Nine cards. Click any card to reveal the answer. Use the Print flashcards button to lay the set out one card per page for offline review.

Q. Two filtering layers and what they catch?
A.

Heuristic (cheap rules: length, ratios, repetition, language ID; catches obvious junk) and classifier (small model trained on curated positive/negative sets; catches subtler quality issues). Together: ~5-10x shrink.

Q. Three dedup levels?
A.

Exact (hash), near-duplicate (MinHash + LSH; the standard), substring/n-gram (long-span matches across docs). Used in combination; ~2-10x more shrink. Catches mirrors, edits, templates, partial overlap.

Q. Why is dedup so impactful?
A.

The web has massive repetition (mirrors, templates, re-publishing).

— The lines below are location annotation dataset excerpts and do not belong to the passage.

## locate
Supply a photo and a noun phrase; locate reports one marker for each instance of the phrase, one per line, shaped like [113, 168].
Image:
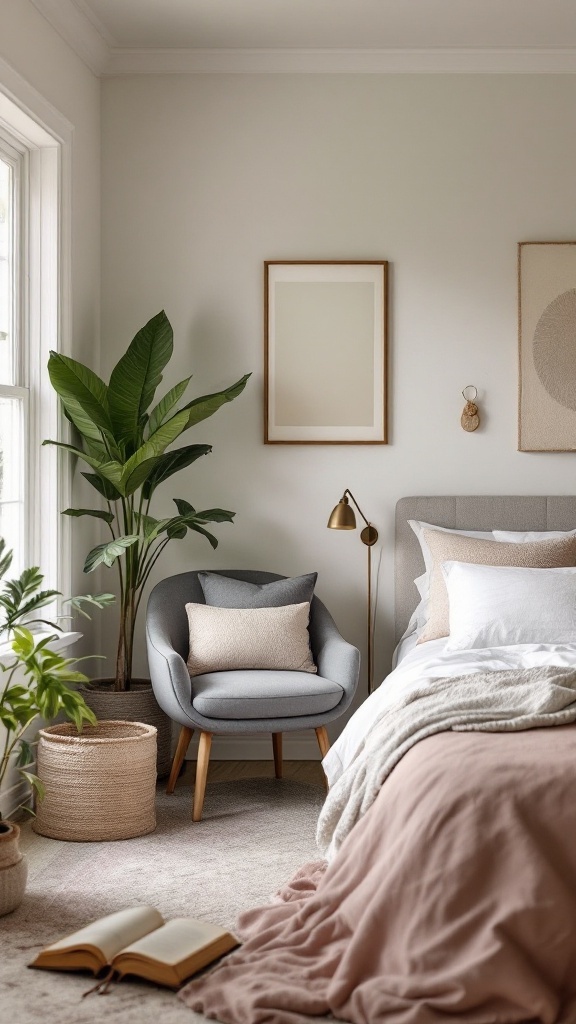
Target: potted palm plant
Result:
[125, 440]
[36, 682]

Training on dupes wastes compute and skews the model. Less data, cleaner and unique, often beats more data with duplicates at the same final token count.

Q. What is 'learning the mix'?
A.

Methods like DoReMi train tiny proxy models on candidate source mixes, fit how loss responds to per-source weights, propose an empirically-tuned final mix. Replaces hand-tuned ratios; same small-scale-fit-then-extrapolate idea as scaling laws.

Q. Typical multi-epoch policy across slices?
A.

Once over the large web slice (or less), several times over small high-quality slices (wikis, books, code). Over-represents high-density text without inflating the corpus.

Q. Four uses of synthetic data?
A.

Teacher-student distillation, textbook-style synthetic (Phi-class), instruction/dialogue pairs for SFT, self-improvement loops for RL. A fast-growing category alongside web/wiki/code.

Q. Caveat that applies to all synthetic data?
A.

Carries the teacher’s blind spots, errors, and characteristic phrasing into the student. Mitigate with quality filtering of the synthetic stream, dedup, validation against gold, and mixing with non-synthetic.

Q. Diagnose: model underperforms baseline at similar token count, what to check?
A.

(1) Dedup level (exact + near-duplicate + substring?). (2) Mixing weights (code/math/high-density over-weighted vs raw bytes?). (3) Filtering depth (heuristic + classifier-quality layer, or only heuristic?). Fix before retraining at larger scale.

Q. Why is 'data is the moat' about the pipeline, not sources?
A.

Sources (CC, Wikipedia, GitHub, arXiv) are largely shared; the moat is in filter recipes, dedup methods, learned mixing weights, and synthetic-data strategies. Competitive surface in pretraining data is engineering, not collection.